Wie schon letztes Jahr belade ich Anfang Juli meinen VW-Bus mit diversen Campingutensilien und - wichtigstes Zubehör natürlich - einem meiner beiden Motorräder. Letztes Mal war es Rosa, dieses Jahr darf Emma mit. Einfach, weil sie weniger Platz im Bus beansprucht, leichter und handlicher ist und ich sie auch ohne Seilwinde über die Rampe einladen kann.


Die ersten beiden Nächte habe ich wieder in der Tibethütte auf dem Stilfser Joch vorgesehen, die einzigen unter einem festen Dach. Stelvio und Umgebung gehören bei einer Fahrt durch Trentino einfach dazu. Unbezahlbar sind allein die schöne Anreise über den Umbrailpass, die wunderbaren Sonnenunter- und -aufgänge im Hochgebirge, der Blick auf König Ortler, die gute tiroler-italienische Küche bei den freundlichen Wirtsleuten der #Tibethütte, mit etwas Glück den seltenen Bartgeier beobachten.





Einige weit weniger seltene Zeitgenossen hier in den Bergen sind die zahlreichen Radfahrer, die manchmal schneller unterwegs sind als ich mit Emma.

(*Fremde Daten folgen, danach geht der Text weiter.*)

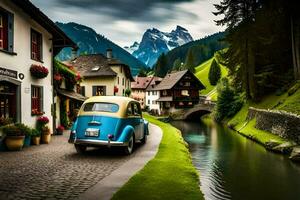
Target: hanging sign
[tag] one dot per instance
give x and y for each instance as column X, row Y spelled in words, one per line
column 8, row 72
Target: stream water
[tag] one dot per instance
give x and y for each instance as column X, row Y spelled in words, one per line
column 233, row 167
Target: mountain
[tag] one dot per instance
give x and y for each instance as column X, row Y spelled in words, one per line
column 90, row 42
column 202, row 50
column 133, row 47
column 156, row 42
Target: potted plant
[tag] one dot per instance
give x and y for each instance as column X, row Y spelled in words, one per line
column 38, row 71
column 46, row 136
column 14, row 138
column 26, row 131
column 60, row 130
column 43, row 129
column 35, row 137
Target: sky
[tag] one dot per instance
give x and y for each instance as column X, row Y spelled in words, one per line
column 125, row 21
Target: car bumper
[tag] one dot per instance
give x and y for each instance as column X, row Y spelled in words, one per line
column 89, row 142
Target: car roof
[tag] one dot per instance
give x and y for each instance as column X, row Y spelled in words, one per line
column 120, row 100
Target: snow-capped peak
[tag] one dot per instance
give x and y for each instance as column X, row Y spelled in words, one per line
column 156, row 42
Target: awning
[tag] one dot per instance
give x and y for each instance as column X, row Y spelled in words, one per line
column 165, row 99
column 71, row 94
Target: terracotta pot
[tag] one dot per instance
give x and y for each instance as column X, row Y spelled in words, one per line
column 46, row 138
column 14, row 143
column 36, row 140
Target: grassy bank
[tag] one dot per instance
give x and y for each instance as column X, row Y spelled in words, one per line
column 170, row 175
column 288, row 101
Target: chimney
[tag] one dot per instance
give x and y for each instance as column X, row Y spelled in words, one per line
column 109, row 53
column 73, row 54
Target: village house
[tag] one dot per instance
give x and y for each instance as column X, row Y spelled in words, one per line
column 178, row 90
column 152, row 95
column 138, row 89
column 29, row 40
column 102, row 75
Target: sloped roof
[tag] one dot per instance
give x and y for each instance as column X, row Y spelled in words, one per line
column 170, row 80
column 141, row 82
column 154, row 82
column 97, row 65
column 94, row 65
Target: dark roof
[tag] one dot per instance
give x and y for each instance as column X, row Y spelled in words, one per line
column 97, row 65
column 170, row 80
column 94, row 65
column 141, row 82
column 154, row 82
column 71, row 94
column 60, row 39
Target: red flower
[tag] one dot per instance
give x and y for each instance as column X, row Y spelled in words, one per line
column 116, row 89
column 43, row 120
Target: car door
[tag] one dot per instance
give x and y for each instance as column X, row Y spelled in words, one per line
column 139, row 125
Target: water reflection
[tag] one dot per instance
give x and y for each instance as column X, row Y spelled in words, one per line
column 232, row 167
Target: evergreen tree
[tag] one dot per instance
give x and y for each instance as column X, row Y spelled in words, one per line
column 214, row 73
column 177, row 64
column 239, row 16
column 190, row 61
column 161, row 66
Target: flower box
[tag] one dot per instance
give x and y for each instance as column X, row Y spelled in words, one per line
column 38, row 71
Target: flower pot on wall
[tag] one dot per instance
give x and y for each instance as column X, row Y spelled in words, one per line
column 14, row 143
column 36, row 140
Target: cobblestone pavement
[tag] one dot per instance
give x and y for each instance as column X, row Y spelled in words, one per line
column 54, row 171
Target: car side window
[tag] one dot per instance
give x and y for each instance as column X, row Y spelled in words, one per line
column 136, row 109
column 129, row 110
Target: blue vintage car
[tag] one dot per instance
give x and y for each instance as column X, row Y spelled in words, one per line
column 109, row 121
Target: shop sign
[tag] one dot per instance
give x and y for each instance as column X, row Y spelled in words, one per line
column 8, row 72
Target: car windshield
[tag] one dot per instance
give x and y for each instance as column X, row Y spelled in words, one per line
column 101, row 107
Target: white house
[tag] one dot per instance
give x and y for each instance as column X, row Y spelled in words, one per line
column 27, row 38
column 102, row 75
column 152, row 95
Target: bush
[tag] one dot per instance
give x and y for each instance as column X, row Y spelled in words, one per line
column 214, row 73
column 12, row 130
column 24, row 129
column 229, row 102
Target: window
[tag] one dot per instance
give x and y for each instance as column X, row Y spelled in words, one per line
column 99, row 90
column 6, row 30
column 36, row 99
column 36, row 45
column 101, row 107
column 82, row 90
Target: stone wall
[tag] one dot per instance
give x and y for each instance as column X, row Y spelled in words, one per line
column 280, row 123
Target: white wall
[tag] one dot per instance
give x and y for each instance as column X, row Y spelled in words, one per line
column 22, row 62
column 151, row 97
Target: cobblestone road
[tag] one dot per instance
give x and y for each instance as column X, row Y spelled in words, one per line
column 54, row 171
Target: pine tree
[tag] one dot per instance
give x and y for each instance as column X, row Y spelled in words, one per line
column 214, row 74
column 190, row 61
column 161, row 66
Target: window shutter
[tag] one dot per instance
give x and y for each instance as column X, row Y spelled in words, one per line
column 94, row 90
column 104, row 90
column 10, row 32
column 41, row 99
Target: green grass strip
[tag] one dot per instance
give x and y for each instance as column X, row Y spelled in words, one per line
column 170, row 175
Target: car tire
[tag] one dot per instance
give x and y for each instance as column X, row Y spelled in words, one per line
column 80, row 148
column 144, row 139
column 130, row 147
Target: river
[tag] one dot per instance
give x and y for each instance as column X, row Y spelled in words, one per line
column 233, row 167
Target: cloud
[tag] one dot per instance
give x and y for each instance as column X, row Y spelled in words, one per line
column 125, row 21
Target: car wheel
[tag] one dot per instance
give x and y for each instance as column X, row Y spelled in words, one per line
column 129, row 148
column 144, row 139
column 80, row 148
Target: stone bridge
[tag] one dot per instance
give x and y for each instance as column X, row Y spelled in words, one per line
column 203, row 107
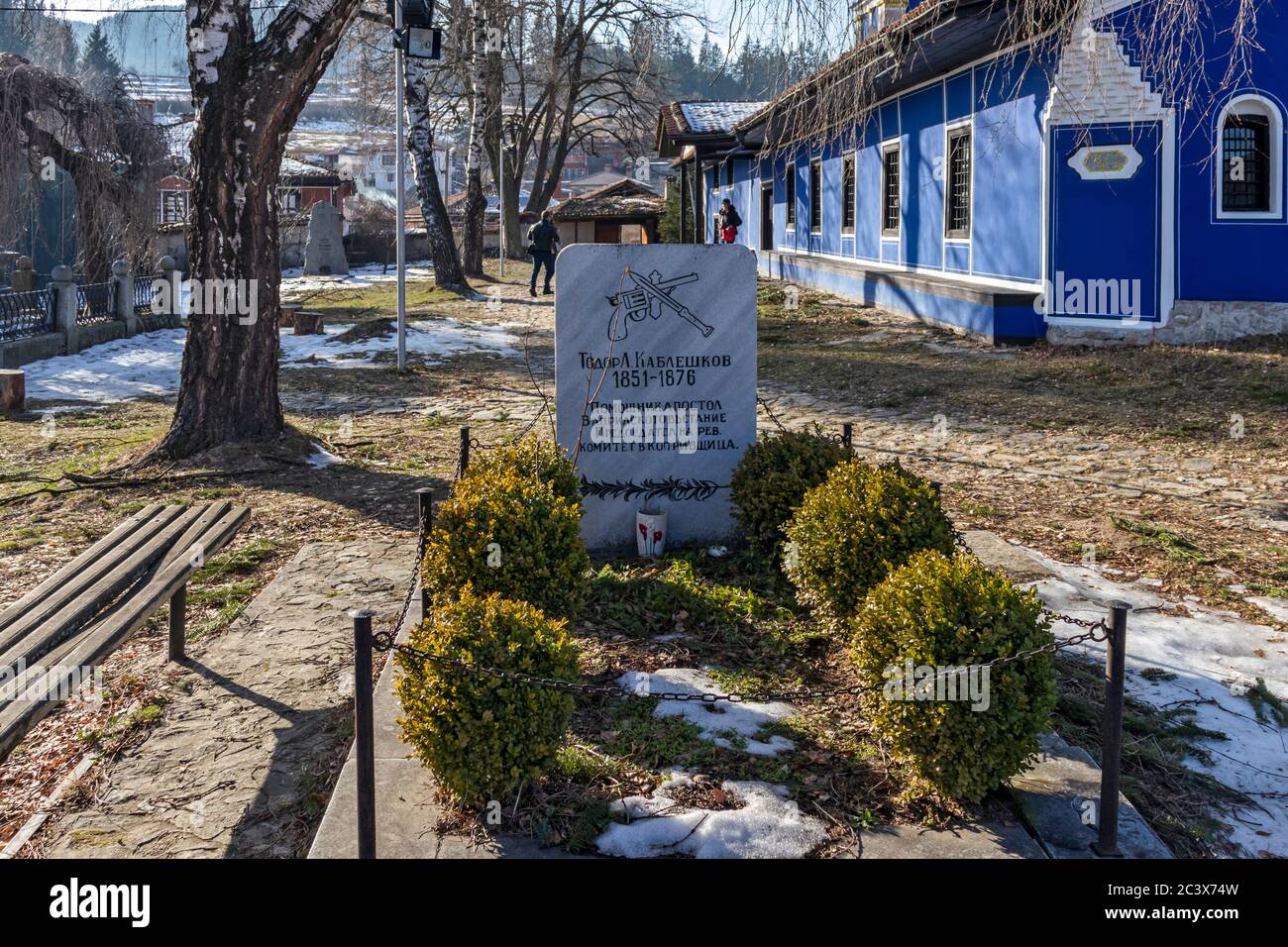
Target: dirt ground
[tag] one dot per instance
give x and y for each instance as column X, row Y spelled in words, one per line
column 1163, row 462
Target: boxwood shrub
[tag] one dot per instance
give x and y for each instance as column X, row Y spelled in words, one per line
column 940, row 611
column 482, row 736
column 532, row 457
column 772, row 479
column 857, row 526
column 507, row 532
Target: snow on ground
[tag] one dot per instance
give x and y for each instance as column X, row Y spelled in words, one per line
column 294, row 282
column 732, row 725
column 149, row 364
column 1215, row 656
column 767, row 826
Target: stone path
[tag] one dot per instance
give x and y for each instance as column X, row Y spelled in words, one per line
column 256, row 718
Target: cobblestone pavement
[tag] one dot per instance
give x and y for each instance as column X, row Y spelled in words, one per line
column 256, row 720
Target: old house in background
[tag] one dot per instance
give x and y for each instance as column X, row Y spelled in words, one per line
column 623, row 211
column 1047, row 189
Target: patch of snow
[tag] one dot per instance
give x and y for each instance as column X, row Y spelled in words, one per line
column 147, row 365
column 294, row 281
column 322, row 458
column 1275, row 607
column 767, row 826
column 716, row 720
column 1215, row 656
column 433, row 339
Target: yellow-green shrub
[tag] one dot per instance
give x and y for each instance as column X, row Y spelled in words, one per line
column 941, row 611
column 532, row 457
column 482, row 736
column 857, row 526
column 506, row 532
column 772, row 479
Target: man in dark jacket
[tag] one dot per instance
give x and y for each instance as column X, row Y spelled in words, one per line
column 542, row 244
column 729, row 222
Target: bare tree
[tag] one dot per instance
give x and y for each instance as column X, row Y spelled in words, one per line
column 110, row 149
column 248, row 88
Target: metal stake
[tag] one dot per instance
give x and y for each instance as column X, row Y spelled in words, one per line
column 1112, row 732
column 178, row 618
column 464, row 457
column 364, row 731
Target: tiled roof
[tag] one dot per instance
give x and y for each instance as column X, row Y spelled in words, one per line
column 715, row 118
column 621, row 198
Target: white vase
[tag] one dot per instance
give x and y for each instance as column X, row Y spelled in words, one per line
column 651, row 534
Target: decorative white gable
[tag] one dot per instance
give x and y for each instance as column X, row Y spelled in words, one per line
column 1096, row 82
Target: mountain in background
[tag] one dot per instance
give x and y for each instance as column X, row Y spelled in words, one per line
column 149, row 44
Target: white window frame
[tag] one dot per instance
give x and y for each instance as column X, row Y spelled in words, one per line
column 969, row 124
column 1252, row 103
column 853, row 158
column 812, row 197
column 887, row 147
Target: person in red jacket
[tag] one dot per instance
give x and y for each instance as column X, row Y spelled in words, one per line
column 729, row 222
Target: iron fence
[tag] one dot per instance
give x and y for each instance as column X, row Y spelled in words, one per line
column 24, row 315
column 95, row 302
column 143, row 292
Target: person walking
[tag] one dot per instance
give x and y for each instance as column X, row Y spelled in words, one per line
column 729, row 222
column 542, row 244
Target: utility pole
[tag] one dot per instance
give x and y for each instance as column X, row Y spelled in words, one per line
column 400, row 237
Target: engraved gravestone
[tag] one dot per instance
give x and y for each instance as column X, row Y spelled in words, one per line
column 656, row 382
column 323, row 254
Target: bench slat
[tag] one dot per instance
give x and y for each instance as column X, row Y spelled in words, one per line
column 71, row 570
column 101, row 641
column 33, row 637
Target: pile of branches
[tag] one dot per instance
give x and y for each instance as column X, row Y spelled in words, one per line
column 104, row 142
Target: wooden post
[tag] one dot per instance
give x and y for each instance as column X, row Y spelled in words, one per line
column 364, row 731
column 13, row 389
column 1112, row 732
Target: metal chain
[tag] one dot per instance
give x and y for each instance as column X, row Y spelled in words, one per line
column 385, row 643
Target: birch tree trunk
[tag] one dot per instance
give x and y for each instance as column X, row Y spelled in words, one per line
column 472, row 239
column 248, row 93
column 449, row 270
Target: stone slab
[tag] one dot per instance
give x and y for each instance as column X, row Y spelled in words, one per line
column 323, row 256
column 1054, row 793
column 1001, row 556
column 656, row 328
column 967, row 840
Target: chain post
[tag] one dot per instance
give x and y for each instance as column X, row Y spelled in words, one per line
column 364, row 731
column 464, row 457
column 1112, row 731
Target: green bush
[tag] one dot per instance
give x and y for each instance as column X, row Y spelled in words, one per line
column 772, row 479
column 857, row 526
column 532, row 457
column 482, row 736
column 506, row 532
column 941, row 611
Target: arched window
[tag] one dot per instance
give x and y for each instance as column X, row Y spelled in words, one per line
column 1250, row 146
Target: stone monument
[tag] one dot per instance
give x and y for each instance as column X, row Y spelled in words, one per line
column 323, row 256
column 656, row 384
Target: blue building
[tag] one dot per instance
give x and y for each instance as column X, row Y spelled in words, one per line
column 1046, row 188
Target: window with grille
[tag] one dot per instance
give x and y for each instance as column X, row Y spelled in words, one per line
column 1245, row 163
column 848, row 193
column 791, row 196
column 890, row 192
column 957, row 217
column 815, row 196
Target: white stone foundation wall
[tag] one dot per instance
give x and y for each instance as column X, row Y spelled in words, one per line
column 1193, row 322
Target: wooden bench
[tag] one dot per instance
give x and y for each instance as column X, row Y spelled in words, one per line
column 67, row 625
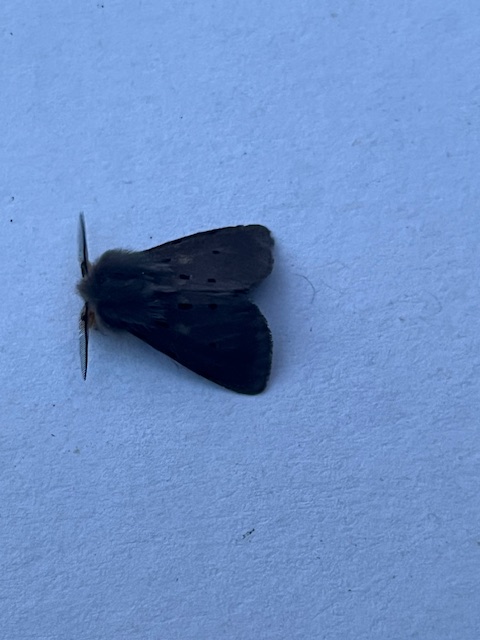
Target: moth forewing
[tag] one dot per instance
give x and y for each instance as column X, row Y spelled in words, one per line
column 188, row 299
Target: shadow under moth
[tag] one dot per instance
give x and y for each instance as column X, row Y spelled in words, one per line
column 188, row 299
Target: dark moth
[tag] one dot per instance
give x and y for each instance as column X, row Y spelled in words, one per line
column 189, row 299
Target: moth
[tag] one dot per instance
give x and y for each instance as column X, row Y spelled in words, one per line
column 189, row 299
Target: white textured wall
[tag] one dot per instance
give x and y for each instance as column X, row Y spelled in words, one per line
column 147, row 503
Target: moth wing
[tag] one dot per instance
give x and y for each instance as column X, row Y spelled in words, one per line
column 227, row 259
column 222, row 337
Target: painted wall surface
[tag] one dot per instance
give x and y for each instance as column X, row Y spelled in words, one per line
column 344, row 502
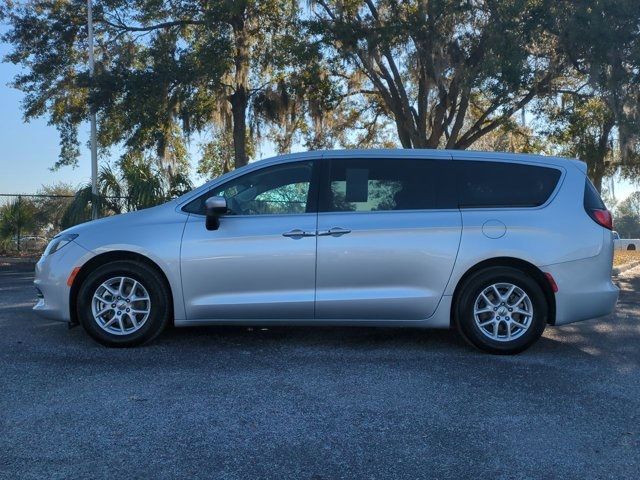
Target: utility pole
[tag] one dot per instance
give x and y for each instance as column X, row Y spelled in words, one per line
column 94, row 146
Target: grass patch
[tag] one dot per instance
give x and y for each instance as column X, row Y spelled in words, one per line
column 622, row 257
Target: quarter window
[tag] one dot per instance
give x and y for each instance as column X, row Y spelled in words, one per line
column 501, row 184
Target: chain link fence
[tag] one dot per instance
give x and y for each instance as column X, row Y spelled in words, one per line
column 28, row 222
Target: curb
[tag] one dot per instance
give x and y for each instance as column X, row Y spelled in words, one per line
column 625, row 267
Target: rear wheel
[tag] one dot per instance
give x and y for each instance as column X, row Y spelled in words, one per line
column 123, row 304
column 501, row 310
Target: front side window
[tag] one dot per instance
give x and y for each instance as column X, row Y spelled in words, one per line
column 370, row 185
column 280, row 189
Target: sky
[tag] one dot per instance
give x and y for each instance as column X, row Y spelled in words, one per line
column 28, row 150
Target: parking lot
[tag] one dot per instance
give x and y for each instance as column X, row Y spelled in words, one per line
column 317, row 403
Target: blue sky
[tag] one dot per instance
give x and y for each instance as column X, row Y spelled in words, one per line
column 28, row 150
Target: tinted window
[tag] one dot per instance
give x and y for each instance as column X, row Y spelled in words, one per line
column 357, row 185
column 281, row 189
column 498, row 184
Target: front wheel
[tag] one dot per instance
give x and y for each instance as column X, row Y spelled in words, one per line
column 501, row 310
column 123, row 304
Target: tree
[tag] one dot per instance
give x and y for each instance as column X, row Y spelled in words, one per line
column 431, row 66
column 163, row 69
column 582, row 126
column 50, row 207
column 136, row 182
column 17, row 218
column 599, row 116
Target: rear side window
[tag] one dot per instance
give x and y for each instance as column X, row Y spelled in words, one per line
column 500, row 184
column 369, row 185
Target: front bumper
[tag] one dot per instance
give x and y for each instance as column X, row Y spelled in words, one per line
column 51, row 277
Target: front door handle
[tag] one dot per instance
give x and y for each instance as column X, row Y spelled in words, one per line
column 335, row 231
column 297, row 233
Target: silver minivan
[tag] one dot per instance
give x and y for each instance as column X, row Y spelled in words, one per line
column 496, row 245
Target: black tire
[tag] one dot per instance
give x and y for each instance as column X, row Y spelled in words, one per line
column 471, row 290
column 150, row 279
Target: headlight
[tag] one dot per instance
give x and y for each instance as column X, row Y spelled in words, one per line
column 58, row 242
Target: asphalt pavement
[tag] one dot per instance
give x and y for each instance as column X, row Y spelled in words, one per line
column 317, row 403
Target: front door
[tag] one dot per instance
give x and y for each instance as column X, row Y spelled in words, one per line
column 388, row 236
column 260, row 263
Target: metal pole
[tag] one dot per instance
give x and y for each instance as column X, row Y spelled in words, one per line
column 94, row 146
column 19, row 223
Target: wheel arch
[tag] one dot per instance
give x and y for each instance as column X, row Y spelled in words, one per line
column 103, row 259
column 522, row 265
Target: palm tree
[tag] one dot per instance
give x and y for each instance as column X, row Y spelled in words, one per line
column 16, row 218
column 134, row 184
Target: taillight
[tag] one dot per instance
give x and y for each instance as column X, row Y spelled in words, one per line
column 602, row 217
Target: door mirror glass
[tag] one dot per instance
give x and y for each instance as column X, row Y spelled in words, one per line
column 215, row 207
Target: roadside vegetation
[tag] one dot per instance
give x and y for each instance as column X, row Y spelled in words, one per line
column 623, row 257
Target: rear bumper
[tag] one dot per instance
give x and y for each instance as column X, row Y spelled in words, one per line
column 50, row 281
column 585, row 289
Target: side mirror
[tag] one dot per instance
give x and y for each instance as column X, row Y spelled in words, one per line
column 215, row 207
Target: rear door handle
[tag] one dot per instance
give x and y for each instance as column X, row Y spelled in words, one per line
column 297, row 233
column 335, row 231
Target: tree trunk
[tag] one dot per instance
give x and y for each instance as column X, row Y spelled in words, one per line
column 239, row 103
column 598, row 167
column 240, row 97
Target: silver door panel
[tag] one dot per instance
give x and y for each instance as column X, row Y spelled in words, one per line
column 391, row 265
column 248, row 269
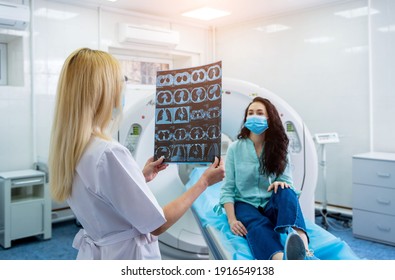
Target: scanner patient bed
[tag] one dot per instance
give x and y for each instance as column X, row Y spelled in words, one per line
column 224, row 245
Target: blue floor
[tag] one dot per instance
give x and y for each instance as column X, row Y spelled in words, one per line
column 59, row 246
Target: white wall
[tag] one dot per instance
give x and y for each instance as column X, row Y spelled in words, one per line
column 319, row 65
column 54, row 39
column 383, row 75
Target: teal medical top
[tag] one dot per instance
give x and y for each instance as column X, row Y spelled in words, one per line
column 243, row 181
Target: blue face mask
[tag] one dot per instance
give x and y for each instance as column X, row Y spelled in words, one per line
column 256, row 124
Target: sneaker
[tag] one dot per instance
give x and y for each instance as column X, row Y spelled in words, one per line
column 310, row 255
column 294, row 247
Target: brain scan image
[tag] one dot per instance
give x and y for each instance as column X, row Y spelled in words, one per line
column 188, row 114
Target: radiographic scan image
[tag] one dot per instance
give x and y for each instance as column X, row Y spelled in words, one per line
column 188, row 114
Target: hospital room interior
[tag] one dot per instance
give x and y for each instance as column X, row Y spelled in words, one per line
column 327, row 65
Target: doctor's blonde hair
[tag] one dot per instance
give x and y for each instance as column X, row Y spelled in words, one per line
column 89, row 89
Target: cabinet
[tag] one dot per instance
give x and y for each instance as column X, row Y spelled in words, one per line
column 25, row 206
column 373, row 197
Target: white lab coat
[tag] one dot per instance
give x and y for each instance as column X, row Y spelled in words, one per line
column 115, row 206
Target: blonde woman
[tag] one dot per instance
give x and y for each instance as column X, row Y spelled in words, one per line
column 97, row 176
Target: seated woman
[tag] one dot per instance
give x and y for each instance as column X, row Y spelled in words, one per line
column 258, row 196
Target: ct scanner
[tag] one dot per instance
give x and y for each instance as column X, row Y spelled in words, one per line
column 185, row 240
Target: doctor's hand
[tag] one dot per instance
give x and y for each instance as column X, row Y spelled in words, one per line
column 275, row 185
column 238, row 228
column 152, row 168
column 214, row 173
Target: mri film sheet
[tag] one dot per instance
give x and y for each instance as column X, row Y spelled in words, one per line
column 188, row 114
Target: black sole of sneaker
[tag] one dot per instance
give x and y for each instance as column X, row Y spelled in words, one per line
column 294, row 248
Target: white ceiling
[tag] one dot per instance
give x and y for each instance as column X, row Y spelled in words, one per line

Nächste Etappe ist Cinque Terre. Auf dem Weg dorthin ertrinke ich auf dem Mortirolopass beinahe in Gewitter-Sturzbächen auf der schmalen Straße.






Dafür heizt mir dann die Poebene mit 35° wieder hochsommerlich ein. Der Campingplatz heißt zwar "Cinque Terre", liegt aber knapp daneben, in Levanto. Egal, die felsige Mittelmeerküste ist hier überall spannend.





Dann geht es rüber nach Montecatini Alto in der nördlichen Toscana. Die Bergstraßen dort sind teilweise abenteuerlich mit unterspülten Schlaglöchern so groß wie ein FIAT Cinquecento. Auf dem Heimweg vom pittoresken, am Steilhang klebenden Dörfchen Lucchio kippt mir Emma auf die rechte Seite. Klassische Situation: Enge Rechtskurve auf einem steilen Bergsträßchen , kurz überlegt, ob ich danach nach links auf die Schotterstraße abbiegen soll und eine Sekunde zu lang vom Gas weg: Plumps. Na ja, der rechte Lenkerendspiegel sitzt nicht mehr fest und dreht sich wie ein Karussell. Fortsetzung: Siehe Rom.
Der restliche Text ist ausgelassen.